"Das Mädchen Rosemarie" wurde 50

Vor genau 50 Jahren sorgte der Kinostart von „Das Mädchen Rosemarie“ für großes Aufsehen. In dem Film wurde der Frankfurter Mordfall Rosemarie Nitribitt vom 29. Oktober 1957, bereits wenige Monate nach der Entdeckung der toten Prostituierten, in Szene gesetzt. Im Nachkriegsdeutschland stellte dieser Film, der erstmalige einen solchen ernsthaften Stoff mit einem starken satirischen Akzent belegte, einen fast größeren Skandal dar, als das eigentliche Auftreten der Edelhure in Frankfurt am Main.
Am 27. Juli 2008, fast genau 50 Jahre nach dem Kinostart, würdigte das Deutsche Filmmuseum in Frankfurt am Main dieses Kunstwerk. Stargast des Abends war die Darstellerin der Rosemarie, die damals 28jährige Nadja Tiller.

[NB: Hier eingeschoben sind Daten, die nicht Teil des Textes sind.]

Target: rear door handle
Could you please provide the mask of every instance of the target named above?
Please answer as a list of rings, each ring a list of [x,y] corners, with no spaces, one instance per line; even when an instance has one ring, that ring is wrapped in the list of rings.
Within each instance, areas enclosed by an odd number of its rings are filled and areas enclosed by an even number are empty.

Die Galerieausstellung zeigt eine Chronik der Entstehung des Films und zeichnet seine spannungsreiche Rezeptionsgeschichte nach. Grundlage für die Präsentation bildet der Nachlass des Produzenten Luggi Waldleitner (1913 – 1998), dessen Firmenarchiv der Roxy Film sich seit 1991 im Deutschen Filmmuseum befindet.

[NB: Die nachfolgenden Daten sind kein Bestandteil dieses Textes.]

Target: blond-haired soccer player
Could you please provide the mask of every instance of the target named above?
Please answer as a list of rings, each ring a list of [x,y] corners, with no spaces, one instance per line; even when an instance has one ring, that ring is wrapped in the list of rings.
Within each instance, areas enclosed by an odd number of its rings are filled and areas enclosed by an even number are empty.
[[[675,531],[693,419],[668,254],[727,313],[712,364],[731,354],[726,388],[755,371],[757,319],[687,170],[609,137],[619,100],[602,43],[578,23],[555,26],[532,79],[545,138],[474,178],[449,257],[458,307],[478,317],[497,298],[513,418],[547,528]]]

Das Kriminalmuseum im PP Frankfurt am Main ist ebenfalls für diese Ausstellung Leihgeber. Da der Mordfall Nitribitt in Frankfurt bearbeitet worden ist, sind hier auch alle Originalexponate vorhanden. Ein Teil der Ausstellungsstücke der „Nitribitt-Vitrine“ ist derzeit bereits im Haus der Deutschen Geschichte in Bonn in der Ausstellung „Skandale der jungen Republik“ zu sehen. Nun können andere Dokumente, Fotografien und Aktenbestandteile in den wundervoll gestalteten Räumen des Filmmuseums besichtigt werden.
Die Ausstellung lief vom 29. Juli bis zum 2. November 2008.